This book is in Open Review. I want your feedback to make the book better for you and other readers. To add your annotation, select some text and then click the on the pop-up menu. To see the annotations of others, click the button in the upper right hand corner of the page

4.3 Several examples of ETS and related exponential smoothing methods

There are other exponential smoothing methods, which include more components, as discussed in Section 3.1. This includes but is not limited to: Holt’s (Holt, 2004, originally proposed in 1957), Holt-Winter’s (Winters, 1960), multiplicative trend (Pegels, 1969), Damped trend Gardner and McKenzie (1985), Damped trend Holt-Winters (Gardner and McKenzie, 1989) and damped multiplicative trend (James W. Taylor, 2003a) methods. We will not discuss them here one by one, as we will not use them further in this textbook. Instead we will focus on ETS models, underlying them.

We already understand that there can be different components in time series and that they can interact with each other either in an additive or a multiplicative way, which gives us the aforementioned taxonomy, discussed in Section 3.4. In this section, we consider several examples of ETS models and their relations to the conventional exponential smoothing methods.

4.3.1 ETS(A,A,N)

This is also sometimes known as local trend model and is formulated similar to ETS(A,N,N), but with addition of the trend equation. It underlies Holt’s method (Ord et al., 1997): \[\begin{equation} \begin{aligned} & y_{t} = l_{t-1} + b_{t-1} + \epsilon_t \\ & l_t = l_{t-1} + b_{t-1} + \alpha \epsilon_t \\ & b_t = b_{t-1} + \beta \epsilon_t \end{aligned} , \tag{4.18} \end{equation}\] where \(\beta\) is the smoothing parameter for the trend component. It has a similar idea as ETS(A,N,N): the states evolve over time, and the speed of their change depends on the values of \(\alpha\) and \(\beta\). The trend is not deterministic in this model: both the intercept and the slope change over time. The higher the smoothing parameters are, the more uncertain it is, what the level and the slope will be, thus higher the uncertainty about the future values is.

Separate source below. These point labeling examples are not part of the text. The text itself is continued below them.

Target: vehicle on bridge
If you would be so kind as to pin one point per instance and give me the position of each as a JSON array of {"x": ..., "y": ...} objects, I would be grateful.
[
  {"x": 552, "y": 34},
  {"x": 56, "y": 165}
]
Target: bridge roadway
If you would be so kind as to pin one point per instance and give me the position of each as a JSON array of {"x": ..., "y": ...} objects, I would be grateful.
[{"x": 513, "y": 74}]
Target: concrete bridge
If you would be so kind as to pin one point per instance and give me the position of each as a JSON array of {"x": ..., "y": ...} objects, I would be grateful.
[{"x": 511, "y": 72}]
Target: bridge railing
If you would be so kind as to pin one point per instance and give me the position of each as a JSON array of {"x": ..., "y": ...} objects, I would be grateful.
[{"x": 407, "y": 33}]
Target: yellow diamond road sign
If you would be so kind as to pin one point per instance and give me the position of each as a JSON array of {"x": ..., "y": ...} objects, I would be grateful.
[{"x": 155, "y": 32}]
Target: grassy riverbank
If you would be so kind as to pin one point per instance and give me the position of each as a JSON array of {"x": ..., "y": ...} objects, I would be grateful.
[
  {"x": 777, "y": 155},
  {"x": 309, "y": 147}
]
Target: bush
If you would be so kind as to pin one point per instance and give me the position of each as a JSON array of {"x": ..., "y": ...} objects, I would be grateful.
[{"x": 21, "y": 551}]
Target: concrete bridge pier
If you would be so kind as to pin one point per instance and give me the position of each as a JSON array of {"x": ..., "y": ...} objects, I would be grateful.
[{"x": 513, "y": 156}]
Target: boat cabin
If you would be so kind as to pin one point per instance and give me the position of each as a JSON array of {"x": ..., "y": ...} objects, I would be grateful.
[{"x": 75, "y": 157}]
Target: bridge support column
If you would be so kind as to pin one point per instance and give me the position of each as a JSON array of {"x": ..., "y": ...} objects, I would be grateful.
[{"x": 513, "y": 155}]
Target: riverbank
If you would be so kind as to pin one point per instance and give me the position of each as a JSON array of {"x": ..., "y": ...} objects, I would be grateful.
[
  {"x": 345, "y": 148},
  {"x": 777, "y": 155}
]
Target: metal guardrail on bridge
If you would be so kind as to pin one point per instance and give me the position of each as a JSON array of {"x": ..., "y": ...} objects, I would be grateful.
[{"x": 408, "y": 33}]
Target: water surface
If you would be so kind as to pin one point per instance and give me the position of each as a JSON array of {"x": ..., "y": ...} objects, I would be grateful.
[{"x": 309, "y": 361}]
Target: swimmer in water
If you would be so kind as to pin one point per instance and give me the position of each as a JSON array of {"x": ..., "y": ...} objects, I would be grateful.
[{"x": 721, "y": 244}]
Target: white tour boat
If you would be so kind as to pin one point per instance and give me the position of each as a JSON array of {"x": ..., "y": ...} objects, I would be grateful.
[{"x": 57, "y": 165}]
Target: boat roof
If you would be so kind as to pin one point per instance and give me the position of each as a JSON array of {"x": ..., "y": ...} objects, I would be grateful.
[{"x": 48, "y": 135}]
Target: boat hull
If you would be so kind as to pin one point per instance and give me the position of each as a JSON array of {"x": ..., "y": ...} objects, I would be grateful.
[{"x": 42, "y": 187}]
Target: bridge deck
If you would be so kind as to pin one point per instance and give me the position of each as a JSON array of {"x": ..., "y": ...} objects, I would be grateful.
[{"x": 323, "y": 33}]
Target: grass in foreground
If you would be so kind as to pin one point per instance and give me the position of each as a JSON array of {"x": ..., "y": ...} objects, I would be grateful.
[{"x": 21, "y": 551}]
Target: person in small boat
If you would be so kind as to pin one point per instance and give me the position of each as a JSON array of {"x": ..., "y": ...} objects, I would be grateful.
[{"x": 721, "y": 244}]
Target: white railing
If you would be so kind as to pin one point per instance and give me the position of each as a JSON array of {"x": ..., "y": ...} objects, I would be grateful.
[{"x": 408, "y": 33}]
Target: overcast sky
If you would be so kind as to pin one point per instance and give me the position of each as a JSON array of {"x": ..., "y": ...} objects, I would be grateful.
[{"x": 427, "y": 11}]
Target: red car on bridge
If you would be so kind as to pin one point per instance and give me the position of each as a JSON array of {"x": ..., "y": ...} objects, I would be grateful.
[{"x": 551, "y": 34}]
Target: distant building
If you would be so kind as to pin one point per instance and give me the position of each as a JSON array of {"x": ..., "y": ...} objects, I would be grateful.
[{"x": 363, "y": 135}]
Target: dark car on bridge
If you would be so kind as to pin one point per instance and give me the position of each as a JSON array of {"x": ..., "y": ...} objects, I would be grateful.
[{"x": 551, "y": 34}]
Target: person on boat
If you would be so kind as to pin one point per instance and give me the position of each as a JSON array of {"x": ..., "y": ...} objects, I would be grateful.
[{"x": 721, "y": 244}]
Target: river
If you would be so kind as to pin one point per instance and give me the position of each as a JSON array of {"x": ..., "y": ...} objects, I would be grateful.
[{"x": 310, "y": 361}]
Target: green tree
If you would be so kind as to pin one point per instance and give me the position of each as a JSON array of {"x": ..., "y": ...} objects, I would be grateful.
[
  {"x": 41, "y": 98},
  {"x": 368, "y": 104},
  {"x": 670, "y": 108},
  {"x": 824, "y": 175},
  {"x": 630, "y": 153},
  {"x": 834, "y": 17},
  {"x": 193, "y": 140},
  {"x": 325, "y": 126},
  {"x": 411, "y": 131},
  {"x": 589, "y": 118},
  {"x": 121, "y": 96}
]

Here is an example of the data that corresponds to the ETS(A,A,N) model:

y <- sim.es("AAN", 120, 1, 12, persistence=c(0.3,0.1),
            initial=c(1000,20), mean=0, sd=20)
plot(y)
Data generated from ETS(A,A,N) model.

Figure 4.10: Data generated from ETS(A,A,N) model.

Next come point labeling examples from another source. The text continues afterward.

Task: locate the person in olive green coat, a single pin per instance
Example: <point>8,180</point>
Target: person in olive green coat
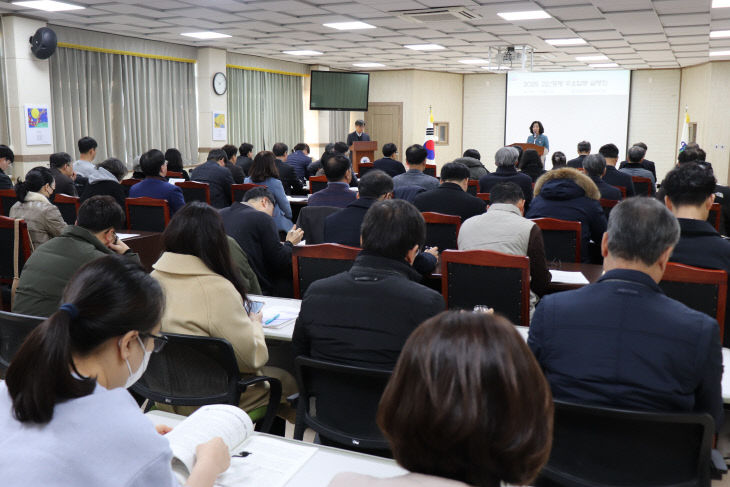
<point>52,264</point>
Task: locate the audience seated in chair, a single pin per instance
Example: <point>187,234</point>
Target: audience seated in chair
<point>236,172</point>
<point>6,159</point>
<point>613,176</point>
<point>506,160</point>
<point>175,163</point>
<point>566,194</point>
<point>105,180</point>
<point>251,224</point>
<point>52,264</point>
<point>219,179</point>
<point>263,171</point>
<point>343,227</point>
<point>70,378</point>
<point>621,342</point>
<point>206,296</point>
<point>690,192</point>
<point>154,184</point>
<point>595,168</point>
<point>504,229</point>
<point>63,173</point>
<point>451,198</point>
<point>472,160</point>
<point>362,317</point>
<point>43,217</point>
<point>337,193</point>
<point>416,160</point>
<point>387,163</point>
<point>467,404</point>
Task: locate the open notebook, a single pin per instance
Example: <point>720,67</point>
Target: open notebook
<point>269,461</point>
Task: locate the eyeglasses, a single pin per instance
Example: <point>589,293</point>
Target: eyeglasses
<point>159,341</point>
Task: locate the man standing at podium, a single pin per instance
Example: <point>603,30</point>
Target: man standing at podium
<point>358,135</point>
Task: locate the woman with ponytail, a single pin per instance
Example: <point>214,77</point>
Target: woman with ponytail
<point>65,416</point>
<point>43,218</point>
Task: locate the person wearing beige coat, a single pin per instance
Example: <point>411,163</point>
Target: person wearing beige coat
<point>204,303</point>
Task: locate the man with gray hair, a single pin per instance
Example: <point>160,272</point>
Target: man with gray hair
<point>595,167</point>
<point>506,160</point>
<point>621,342</point>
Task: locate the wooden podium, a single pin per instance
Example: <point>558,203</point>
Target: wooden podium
<point>540,149</point>
<point>362,149</point>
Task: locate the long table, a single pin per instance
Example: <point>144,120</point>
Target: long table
<point>321,467</point>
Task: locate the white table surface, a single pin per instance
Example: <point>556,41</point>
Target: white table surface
<point>324,464</point>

The series in Figure 4.10 demonstrates trend that changes over time. If we needed to produce forecasts for this data, we would capture the dynamics of trend component and then use the last values of it for the several steps ahead prediction.

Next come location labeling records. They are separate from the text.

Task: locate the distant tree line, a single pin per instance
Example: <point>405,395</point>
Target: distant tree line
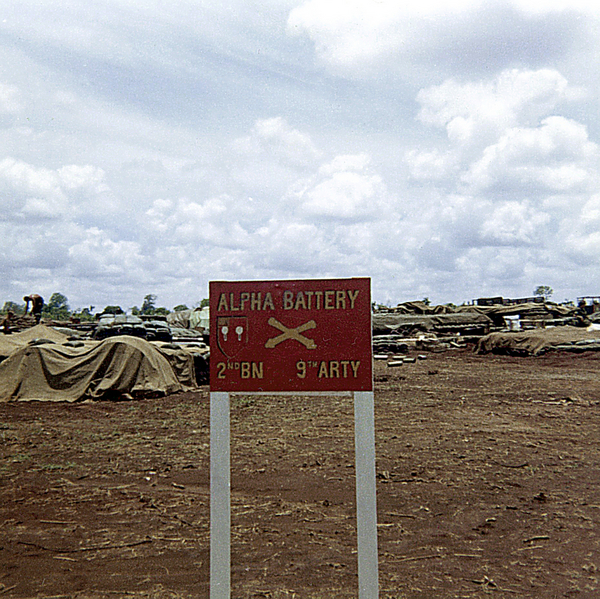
<point>57,308</point>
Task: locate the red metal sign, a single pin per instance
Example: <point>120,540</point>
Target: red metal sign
<point>306,335</point>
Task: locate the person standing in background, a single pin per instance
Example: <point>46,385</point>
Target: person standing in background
<point>37,303</point>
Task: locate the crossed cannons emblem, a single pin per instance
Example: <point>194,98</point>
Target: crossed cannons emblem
<point>287,333</point>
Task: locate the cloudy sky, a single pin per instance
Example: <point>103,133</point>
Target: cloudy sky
<point>448,150</point>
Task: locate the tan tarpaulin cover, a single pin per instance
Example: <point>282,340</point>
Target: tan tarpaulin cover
<point>14,341</point>
<point>116,366</point>
<point>534,341</point>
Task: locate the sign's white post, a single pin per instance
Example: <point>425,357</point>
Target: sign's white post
<point>220,497</point>
<point>366,503</point>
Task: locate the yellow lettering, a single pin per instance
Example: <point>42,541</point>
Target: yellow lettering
<point>301,367</point>
<point>268,302</point>
<point>222,303</point>
<point>323,374</point>
<point>300,303</point>
<point>221,370</point>
<point>245,370</point>
<point>255,301</point>
<point>329,300</point>
<point>288,300</point>
<point>309,295</point>
<point>318,295</point>
<point>244,299</point>
<point>232,307</point>
<point>257,371</point>
<point>334,369</point>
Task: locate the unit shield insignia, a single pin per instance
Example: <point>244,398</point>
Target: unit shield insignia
<point>232,334</point>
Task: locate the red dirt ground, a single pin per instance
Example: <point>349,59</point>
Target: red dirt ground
<point>488,485</point>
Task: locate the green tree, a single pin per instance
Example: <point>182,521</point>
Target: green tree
<point>85,314</point>
<point>149,305</point>
<point>16,308</point>
<point>57,307</point>
<point>543,291</point>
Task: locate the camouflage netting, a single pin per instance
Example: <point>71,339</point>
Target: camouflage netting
<point>113,368</point>
<point>405,324</point>
<point>538,341</point>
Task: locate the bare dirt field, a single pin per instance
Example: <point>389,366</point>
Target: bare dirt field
<point>488,485</point>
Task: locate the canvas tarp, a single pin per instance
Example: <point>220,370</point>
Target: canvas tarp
<point>536,341</point>
<point>113,367</point>
<point>386,323</point>
<point>11,343</point>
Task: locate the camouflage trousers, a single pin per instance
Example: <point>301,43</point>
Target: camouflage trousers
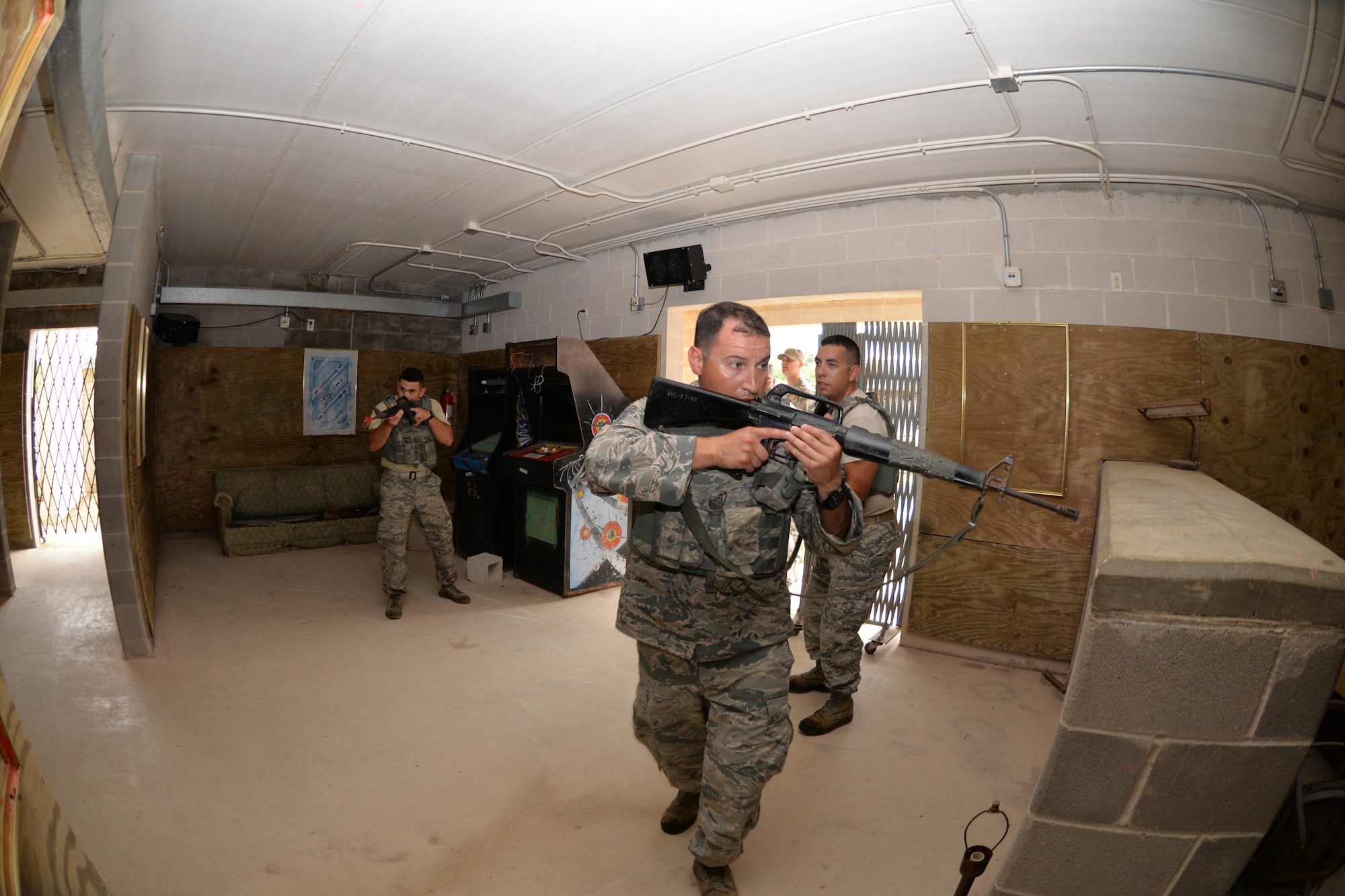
<point>832,623</point>
<point>397,498</point>
<point>720,728</point>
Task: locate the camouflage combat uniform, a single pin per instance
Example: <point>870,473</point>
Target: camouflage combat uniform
<point>840,591</point>
<point>712,702</point>
<point>410,483</point>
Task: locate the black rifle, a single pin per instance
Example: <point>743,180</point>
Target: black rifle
<point>403,404</point>
<point>675,404</point>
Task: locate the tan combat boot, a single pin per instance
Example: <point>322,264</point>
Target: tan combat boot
<point>812,680</point>
<point>681,813</point>
<point>839,710</point>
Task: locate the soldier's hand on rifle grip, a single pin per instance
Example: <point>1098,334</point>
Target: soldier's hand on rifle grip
<point>739,450</point>
<point>820,455</point>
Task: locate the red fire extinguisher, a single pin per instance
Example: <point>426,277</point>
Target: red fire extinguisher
<point>447,400</point>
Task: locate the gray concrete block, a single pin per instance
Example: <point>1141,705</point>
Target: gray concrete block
<point>1208,589</point>
<point>138,647</point>
<point>1180,542</point>
<point>1062,860</point>
<point>1165,678</point>
<point>1089,776</point>
<point>116,551</point>
<point>112,318</point>
<point>368,341</point>
<point>141,174</point>
<point>289,280</point>
<point>1217,787</point>
<point>131,619</point>
<point>1215,866</point>
<point>123,583</point>
<point>1303,681</point>
<point>124,245</point>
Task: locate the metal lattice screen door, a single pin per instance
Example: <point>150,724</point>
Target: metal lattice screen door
<point>892,360</point>
<point>61,389</point>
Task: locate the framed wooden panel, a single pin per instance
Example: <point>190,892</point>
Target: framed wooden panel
<point>1016,401</point>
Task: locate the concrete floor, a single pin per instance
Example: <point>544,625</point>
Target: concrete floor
<point>290,739</point>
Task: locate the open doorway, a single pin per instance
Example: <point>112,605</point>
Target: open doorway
<point>64,499</point>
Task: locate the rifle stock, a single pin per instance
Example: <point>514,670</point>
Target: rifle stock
<point>675,404</point>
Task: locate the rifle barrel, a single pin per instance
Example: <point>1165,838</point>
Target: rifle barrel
<point>1070,513</point>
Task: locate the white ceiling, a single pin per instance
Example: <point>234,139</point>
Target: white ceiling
<point>579,89</point>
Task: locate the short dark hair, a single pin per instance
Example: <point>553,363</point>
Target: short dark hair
<point>852,350</point>
<point>711,322</point>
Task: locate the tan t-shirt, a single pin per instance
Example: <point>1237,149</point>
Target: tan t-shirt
<point>867,417</point>
<point>435,408</point>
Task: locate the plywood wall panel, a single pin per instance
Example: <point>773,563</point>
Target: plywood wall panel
<point>223,408</point>
<point>1113,373</point>
<point>1016,400</point>
<point>1277,436</point>
<point>633,362</point>
<point>1024,600</point>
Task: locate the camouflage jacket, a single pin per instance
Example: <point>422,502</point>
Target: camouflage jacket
<point>668,599</point>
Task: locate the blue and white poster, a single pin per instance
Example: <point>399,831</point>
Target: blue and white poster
<point>330,392</point>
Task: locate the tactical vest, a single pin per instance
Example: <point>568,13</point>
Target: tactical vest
<point>411,444</point>
<point>744,525</point>
<point>886,481</point>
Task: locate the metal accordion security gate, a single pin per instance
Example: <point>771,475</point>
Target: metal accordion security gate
<point>61,452</point>
<point>892,372</point>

The point forecast h steps ahead from this model is a straight line with a slope \(b_t\) (as shown in Table 3.1 from Section 3.5): \[\begin{equation} \mu_{y,t+h|t} = \hat{y}_{t+h} = l_{t} + h b_t. \tag{4.19} \end{equation}\] This becomes apparent if one takes the conditional expectations E\((l_{t+h}|t)\) and E\((b_{t+h}|t)\) in the second and third equations of (4.18) and then inserts them in the measurement equation. Graphically it will look as shown in Figure 4.11:

esModel <- es(y, h=10, silent=FALSE)
ETS(A,A,N) and a point forecast produced from it.

Figure 4.11: ETS(A,A,N) and a point forecast produced from it.

If you want to experiment with the model and see how its parameters influence the fit and forecast, you can use the following R code:

esModel <- es(y$data, h=10, silent=FALSE, persistence=c(0.2,0.1))

where persistence is the vector of smoothing parameters (first \(\hat\alpha\), then \(\hat\beta\)). By changing their values, we will make model less / more responsive to the changes in the data.

4.3.2 ETS(A,Ad,N)

This is the model that underlies Damped trend method (Roberts, 1982): \[\begin{equation} \begin{aligned} & y_{t} = l_{t-1} + \phi b_{t-1} + \epsilon_t \\ & l_t = l_{t-1} + \phi b_{t-1} + \alpha \epsilon_t \\ & b_t = \phi b_{t-1} + \beta \epsilon_t \end{aligned} , \tag{4.20} \end{equation}\] where \(\phi\) is the dampening parameter, typically lying between 0 and 1. If it is equal to zero, then the model reduces to ETS(A,N,N), (4.6). If it is equal to one, then it becomes equivalent to ETS(A,A,N), (4.18). The dampening parameter slows down the trend, making it non-linear. An example of data that corresponds to ETS(A,Ad,N) is provided in Figure 4.12.

y <- sim.es("AAdN", 120, 1, 12, persistence=c(0.3,0.1),
            initial=c(1000,20), phi=0.95, mean=0, sd=20)
plot(y)
An example of ETS(A,Ad,N) data.

Figure 4.12: An example of ETS(A,Ad,N) data.

Visually it is typically difficult to distinguish ETS(A,A,N) from ETS(A,Ad,N) data. So, when applying ETS, some other model selection techniques are recommended (see Section 15.1).

The point forecast from this model is a bit more complicated (see Section 3.5): \[\begin{equation} \mu_{y,t+h|t} = \hat{y}_{t+h} = l_{t} + \sum_{j=1}^h \phi^j b_t. \tag{4.21} \end{equation}\] It corresponds to the slowing down trajectory, as shown in Figure 4.13.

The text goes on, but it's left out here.